One other thing that we ought to question, though, is how much of an obligation there is to provide that extra good for humanity. If there is an obligation, then it might follow that, however unpleasant it is, we ought to hunt – to extinction, if that’s how things shake out. At the very least, we’d have more of a defence.
But is there such a duty – in essence, a duty of beneficence? I’m not sure. I think that there’s a fairly straightforward duty not to cause harm; but to fail to provide benefit is not the same as to cause harm. By not acting beneficently, we don’t make anyone worse off than he otherwise would be – we just fail to make him better off. That doesn’t strike me as blameable.
The point is that beneficence often comes at a price; and so we always have to think about whether a particular instance of beneficence is worth it. The (slightly strined) example in which benefiting humans means extinguishing another species might provide us with an example of a situation in which it’s not worth it. (Extinguishing smallpox might be slightly different, inasmuch as that’s a species that is a direct threat in a way that rhinos aren’t.)

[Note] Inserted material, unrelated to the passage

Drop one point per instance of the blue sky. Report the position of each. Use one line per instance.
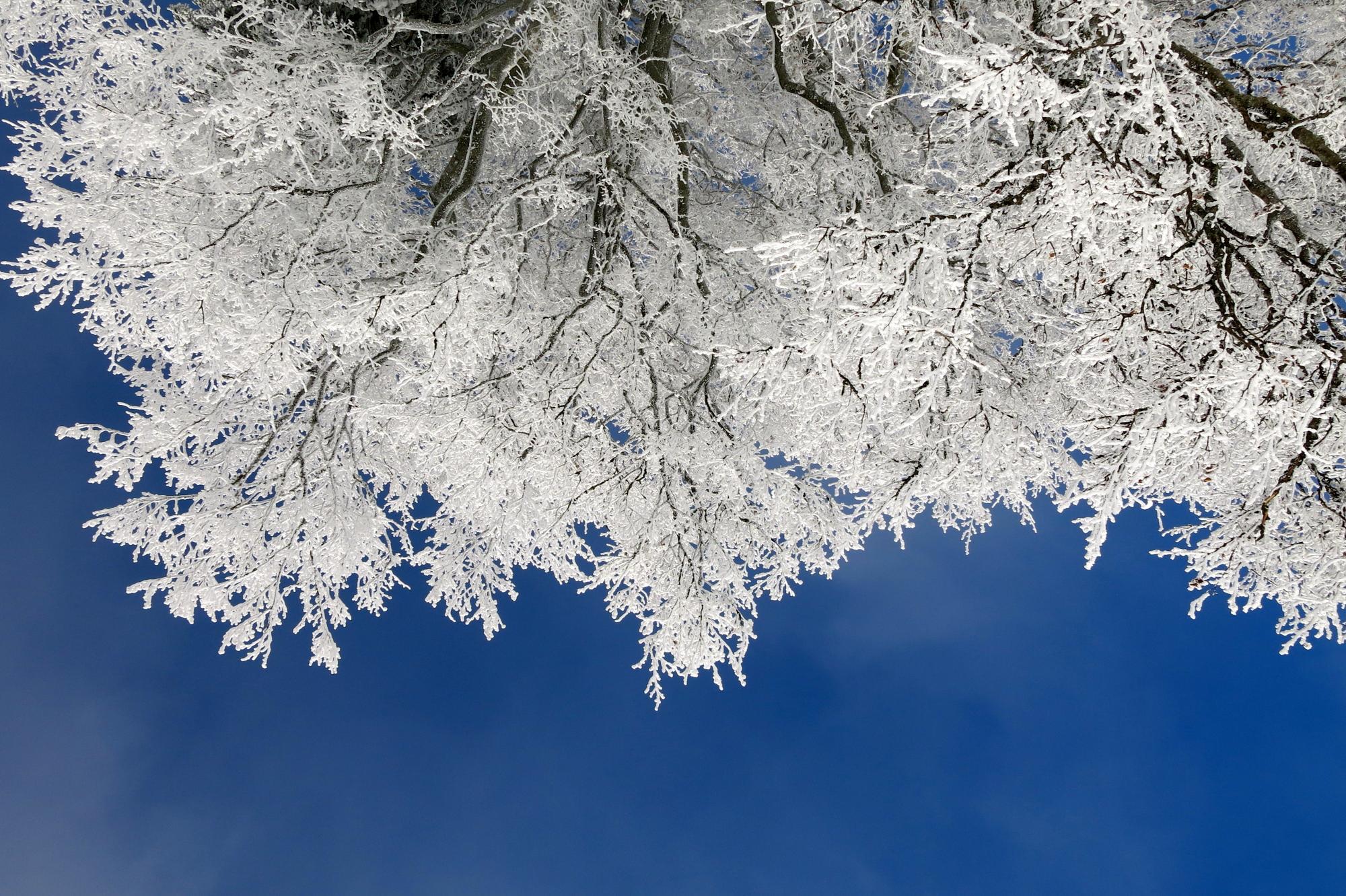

I’m at risk of going on for far too long here (you’ve missed that, haven’t you?) – the point I want to raise is that, if we’re concerned about the loss of a species like the rhino, the fact that it might have been lost in the name of ineffective medicine might make the loss worse, but it might not. And if your inclination is to bemoan the fact that the loss of the western black rhino is attributable to a desire for ineffective pseudomedicines, that does at least imply that you’d be less upset if the treatments were effective.
And I’m not sure that that’s a defensible line to adopt. It might be, but there’s a lot more argument that’d be required.